Элинор сказала:
– Однажды я посетила его, когда жила в Вашингтоне. Я не могла заставить себя пойти на его открытие в восемьдесят втором. Но много лет спустя наконец набралась храбрости. Мне хотелось увидеть имя моего брата. Я подумала, что это как-то поможет мне разложить все по полочкам, правильно осмыслить то, что с ним произошло, понимаешь?..
– И как, помогло?
– Нет. Стало только хуже. Это наполнило меня яростью. Породило во мне жажду справедливости – если вообще можно понять, о чем я говорю. Я хотела для своего брата торжества справедливости.

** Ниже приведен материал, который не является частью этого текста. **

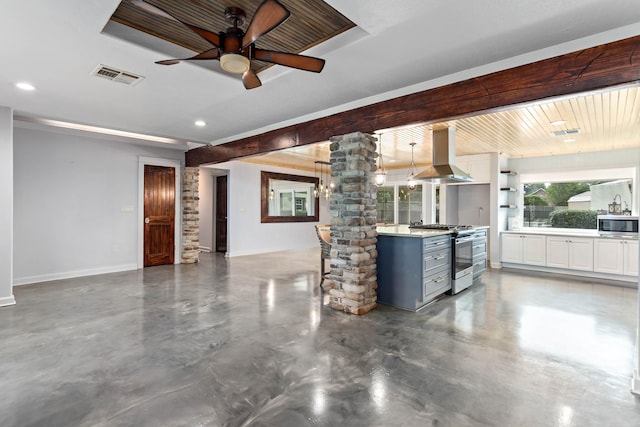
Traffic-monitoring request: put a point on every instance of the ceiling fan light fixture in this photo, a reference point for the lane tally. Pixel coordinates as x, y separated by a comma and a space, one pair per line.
234, 63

Тишина вновь повисла в машине, и Босх подлил еще кофе себе в чашку. Он уже начинал чувствовать дрожь возбуждения, вызванную действием кофеина, но не мог остановиться. Он был кофеманом. Он заметил двоих пьянчуг, которые, споткнувшись, повалились с ног перед хранилищем. Один из мужчин выбросил руки вперед и вверх, словно стараясь дотянуться до громадной двери хранилища. Через некоторое время они двинулись дальше. Он подумал о той ярости, которую пришлось испытать Элинор из-за своего брата. Об испытанной ею беспомощности. Он подумал о своей собственной ярости. Ему было знакомо это чувство – быть может, не совсем такое, но зато переживаемое в другой перспективе, в другом ракурсе. Всякий, кого коснулась война, знал что-то похожее. Он так и не сумел до конца изжить его в себе и не был уверен, что хочет. Лучше гнев и печаль, чем полная пустота. «Не ее ли ощущал Медоуз? Не пустоту ли?» – спрашивал себя Босх. Не ощущение ли пустоты кидало его от одного занятия к другому, от одной иглы к другой, пока он не оказался окончательно и подчистую истрачен в своем последнем боевом задании? Босх решил, что пойдет на похороны Медоуза, что этот долг он обязан ему отдать.
– Помнишь, ты говорил мне о том человеке, о Кукольнике? – спросила Элинор.
– И что?
– Ваша служба внутренних расследований… они пытались обвинить тебя в том, что ты его казнил?
– Да, я тебе рассказывал. Они пытались. Но у них не вышло. Все, что им удалось, – это добиться временного отстранения меня от должности за процедурные нарушения.
– Понимаешь, я хотела сказать, что, даже если они фактически были правы, они все равно были не правы по существу. В моем понимании это было восстановлением справедливости. Я бы назвала это правосудием. Ты знал, что будет дальше с таким человеком. Посмотри на Ночного охотника. Его никогда не казнят. Или на это потребуется двадцать лет.
Босх почувствовал себя неуютно. Он задумывался над мотивами своих действий в отношении Кукольника только наедине с собой. Он никогда не рассуждал об этом вслух. Он не понимал, к чему она клонит.